Imagem de rawpixel em Unsplash

Peguem um barco para atravessar o rio. Pode haver duas idosas alegremente aos berros porque surdas, mas o resto é silêncio. Todos estão curvados, o smartphone numa mão, a outra que percorre o teclado virtual.

Comum denominador: o smartphone. E cada smartphone está ligado à internet. “A rede” tem assumido um papel cada vez mais importante na nossa sociedade. Um papel positivo ou negativo? Isso agora não interessa. O que conta aqui é que internet tem mudado as nossas vidas. A mesma internet mudou muito: como será a internet do futuro? Que em boa medida é como parafrasear a pergunta “como serão as nossas vidas no futuro?”.

A partir dos anos ’90 e até recentemente, o clima cultural em volta da internet e da era digital era caracterizado por um positivismo quase acrítico, uma fé quase cega no facto de que a tecnologia poderia ter reescrito, e da melhor maneira, as linhas do futuro. Ainda mais atrás, num filme dos anos ’50 ou ’60: a ciência das maravilhas, computadores que satisfazem qualquer nosso desejo, que facilitam a vida em tudo.

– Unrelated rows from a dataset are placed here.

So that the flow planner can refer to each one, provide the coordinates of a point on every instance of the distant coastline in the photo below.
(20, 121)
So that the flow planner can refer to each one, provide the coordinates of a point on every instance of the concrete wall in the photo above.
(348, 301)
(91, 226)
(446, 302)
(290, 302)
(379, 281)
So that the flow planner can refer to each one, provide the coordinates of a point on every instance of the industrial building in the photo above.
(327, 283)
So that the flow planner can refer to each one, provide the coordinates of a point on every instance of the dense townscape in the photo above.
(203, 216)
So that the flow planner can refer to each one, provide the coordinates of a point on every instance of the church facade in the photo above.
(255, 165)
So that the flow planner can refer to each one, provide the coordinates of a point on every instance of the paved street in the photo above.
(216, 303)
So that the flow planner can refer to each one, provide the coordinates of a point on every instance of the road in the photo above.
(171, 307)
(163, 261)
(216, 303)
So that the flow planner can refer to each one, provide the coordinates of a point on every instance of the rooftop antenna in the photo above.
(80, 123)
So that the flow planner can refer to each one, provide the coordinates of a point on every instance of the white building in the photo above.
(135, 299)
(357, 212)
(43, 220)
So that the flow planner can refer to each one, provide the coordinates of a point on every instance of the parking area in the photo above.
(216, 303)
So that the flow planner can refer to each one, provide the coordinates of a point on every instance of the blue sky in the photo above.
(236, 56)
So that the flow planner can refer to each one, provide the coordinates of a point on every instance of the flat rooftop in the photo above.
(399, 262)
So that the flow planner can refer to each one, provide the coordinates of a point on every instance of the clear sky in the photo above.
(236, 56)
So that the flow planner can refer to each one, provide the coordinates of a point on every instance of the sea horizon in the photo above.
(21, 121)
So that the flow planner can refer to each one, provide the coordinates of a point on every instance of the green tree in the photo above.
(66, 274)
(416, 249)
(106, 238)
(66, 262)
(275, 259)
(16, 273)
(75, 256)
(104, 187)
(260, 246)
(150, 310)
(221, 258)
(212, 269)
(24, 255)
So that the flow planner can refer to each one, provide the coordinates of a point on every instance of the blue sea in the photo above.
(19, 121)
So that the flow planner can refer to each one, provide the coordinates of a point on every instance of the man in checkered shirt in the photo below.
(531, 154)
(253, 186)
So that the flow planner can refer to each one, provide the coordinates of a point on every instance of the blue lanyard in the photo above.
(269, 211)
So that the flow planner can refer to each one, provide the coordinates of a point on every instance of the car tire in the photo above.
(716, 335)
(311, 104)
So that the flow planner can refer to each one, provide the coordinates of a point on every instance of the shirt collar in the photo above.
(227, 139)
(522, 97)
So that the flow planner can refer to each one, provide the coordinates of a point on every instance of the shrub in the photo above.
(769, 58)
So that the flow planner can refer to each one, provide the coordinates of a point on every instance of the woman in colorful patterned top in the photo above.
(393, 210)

Hoje aquele futuro está aqui connosco e as coisas são um pouco diferentes. Esta atitude quase mística em volta de internet parece estar cada vez mais em crise. Geert Lovink, Director do Instituto das Culturas de Rede em Amesterdão (Holanda) escreveu que o caso NSA, trazido à superfície por Edward Snowden mais de quatro anos atrás, teria marcado o fim simbólico da era “positivista”, forçando a cyber-ingenuidade a enfrentar as políticas internacionais.

No seu livro Platform Capitalism (Luiss University Press), Nick Srníček, professor de Economia Política na City University de Londres, faz um balanço acerca da evolução da economia digital e dos crescentes e preocupantes monopólios representados pelas grandes plataformas de Silicon Valley, tratando destas empresas no contexto geral da evolução histórica do capitalismo. Porque é disso que estamos a falar: o bom velho capitalismo com roupa tecnológica.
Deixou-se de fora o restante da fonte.